154,4K подписчиков

За что я не люблю Довлатова

49K прочитали
Бытует мнение, что «люблю/не люблю» — вполне возможные, но не самые уместные реакции по отношению к художнику.

Бытует мнение, что «люблю/не люблю» — вполне возможные, но не самые уместные реакции по отношению к художнику. Любить или не любить можно красивую стервозную женщину или, допустим, шашлык, салат из помидоров, кока-колу без сахара, а к творчеству писателя лучше всё же относиться без лишнего пафоса. Всё-таки художественное произведение — это не бутылка водки. Если претендуешь на роль критика, будь добр — обоснуй свою «нелюбовь».

С другой стороны, чувства в искусстве тоже никто не отменял, на то оно и искусство! Выражение «не люблю» предполагает открытую и страстную позицию, как у персонажа кинокомедии «Мимино»: «такую неприязнь испытываю, что кушать не могу». Часто можно слышать характерную фразу: «Мне активно не понравилось!» Акцент здесь — на слове «активно».

И обычно человек, если не совсем дебил, собирает мысли в кучку и объясняет, почему ему не понравился тот или иной текст, фильм, спектакль, концерт, релиз.

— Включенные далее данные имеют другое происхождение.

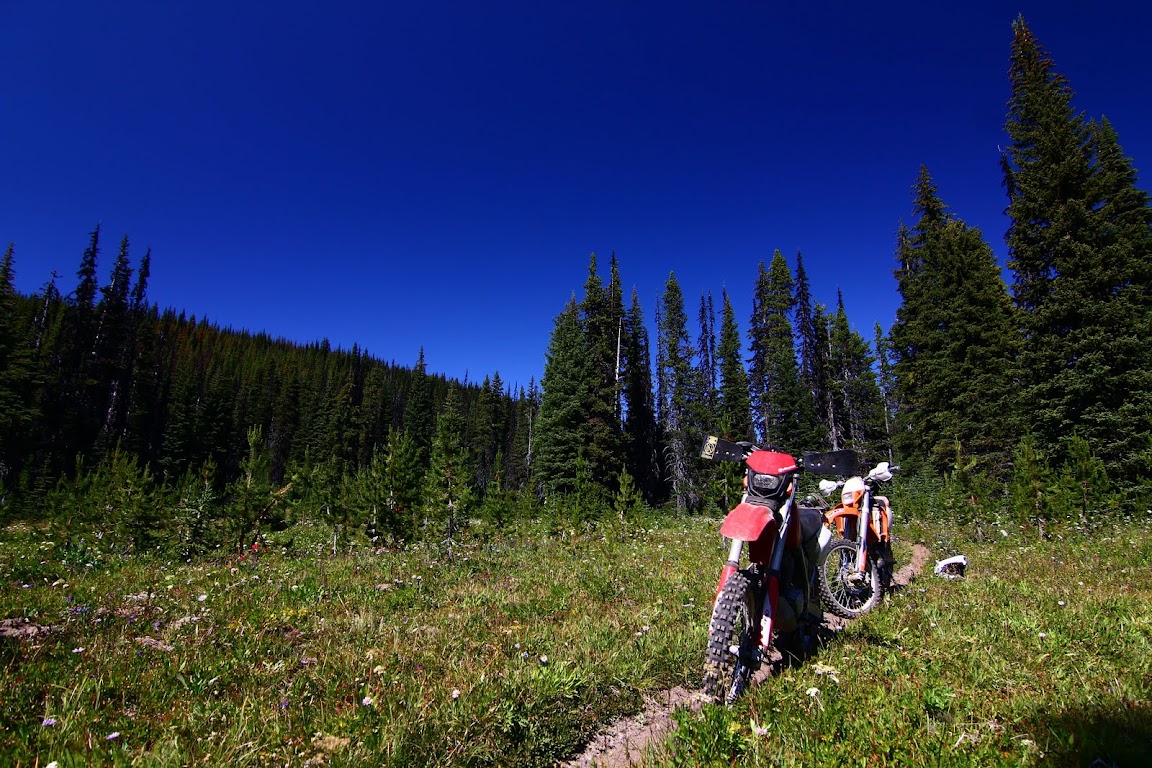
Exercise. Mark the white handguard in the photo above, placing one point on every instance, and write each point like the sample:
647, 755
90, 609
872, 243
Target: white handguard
880, 472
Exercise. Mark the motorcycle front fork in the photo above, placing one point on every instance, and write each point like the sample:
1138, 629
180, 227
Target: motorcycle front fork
770, 590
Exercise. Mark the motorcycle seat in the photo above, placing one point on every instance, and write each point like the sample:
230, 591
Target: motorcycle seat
811, 521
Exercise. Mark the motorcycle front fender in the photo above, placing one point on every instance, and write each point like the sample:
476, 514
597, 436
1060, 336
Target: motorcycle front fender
747, 522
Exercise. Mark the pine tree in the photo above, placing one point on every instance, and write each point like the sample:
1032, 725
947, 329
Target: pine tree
1078, 249
954, 341
600, 321
17, 411
706, 347
887, 383
560, 430
448, 491
812, 362
642, 436
855, 392
734, 407
779, 400
419, 415
682, 412
113, 351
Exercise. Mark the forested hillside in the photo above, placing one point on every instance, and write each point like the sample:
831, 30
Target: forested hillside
118, 412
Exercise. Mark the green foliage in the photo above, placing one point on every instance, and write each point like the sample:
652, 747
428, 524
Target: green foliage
448, 491
713, 737
1081, 252
781, 405
954, 341
681, 398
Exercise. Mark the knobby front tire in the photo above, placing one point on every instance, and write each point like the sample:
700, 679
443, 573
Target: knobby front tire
846, 591
733, 655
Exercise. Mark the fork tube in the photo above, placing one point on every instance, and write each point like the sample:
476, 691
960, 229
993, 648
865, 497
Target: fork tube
733, 564
863, 523
772, 592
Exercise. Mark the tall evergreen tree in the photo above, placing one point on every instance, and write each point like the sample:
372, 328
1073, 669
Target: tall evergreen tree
812, 360
855, 394
1078, 249
706, 347
560, 430
779, 398
448, 492
887, 383
600, 321
642, 439
17, 411
419, 413
734, 407
954, 341
682, 412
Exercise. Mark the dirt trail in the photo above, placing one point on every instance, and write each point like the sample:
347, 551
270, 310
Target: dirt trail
623, 743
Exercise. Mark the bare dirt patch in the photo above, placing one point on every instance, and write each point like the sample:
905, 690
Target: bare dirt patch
626, 742
21, 629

Случается и так, что, надолго лишившись аппетита, он хватается... нет, не за пистолет, а всего лишь за клавиатуру и подробно высказывает автору своё неприятие. Это странное для нормального обывателя занятие обычно и называется у нас критикой.

Икону Довлатова – в топку!

Для либерального сообщества России Сергей Довлатов — своего рода «икона», общепризнанный образец вкуса и здравого смысла. На Довлатова ссылаются, его постоянно цитируют: «Кто написал четыре миллиона доносов?». При этом на фоне вроде бы всеобщего обожания имеются в истории новейшей русской словесности как минимум две широко известные попытки «отмены Довлатова», «развенчания» его читательского культа — от Михаила Веллера и от Дмитрия Быкова*.

Оба пассионарных критика, и Веллер, и Быков, сбрасывали Довлатова с «парохода современности» столь увлеченно и настойчиво, что невольно создалось впечатление, будто мертвец наступил каблуком на их отвислые литературные муди. Ну, или, на худой конец, на их непомерно раздутые писательские «эго». Михаил Иосифович накатал про Довлатова аж две книжки феерических разоблачений: «Ножик Сережи Довлатова» и «НЕНожик НЕСережи НЕДовлатова», главная мысль которых чрезвычайно проста: «Как писатель Довлатов — полное говно. И как человек, кстати, — тоже».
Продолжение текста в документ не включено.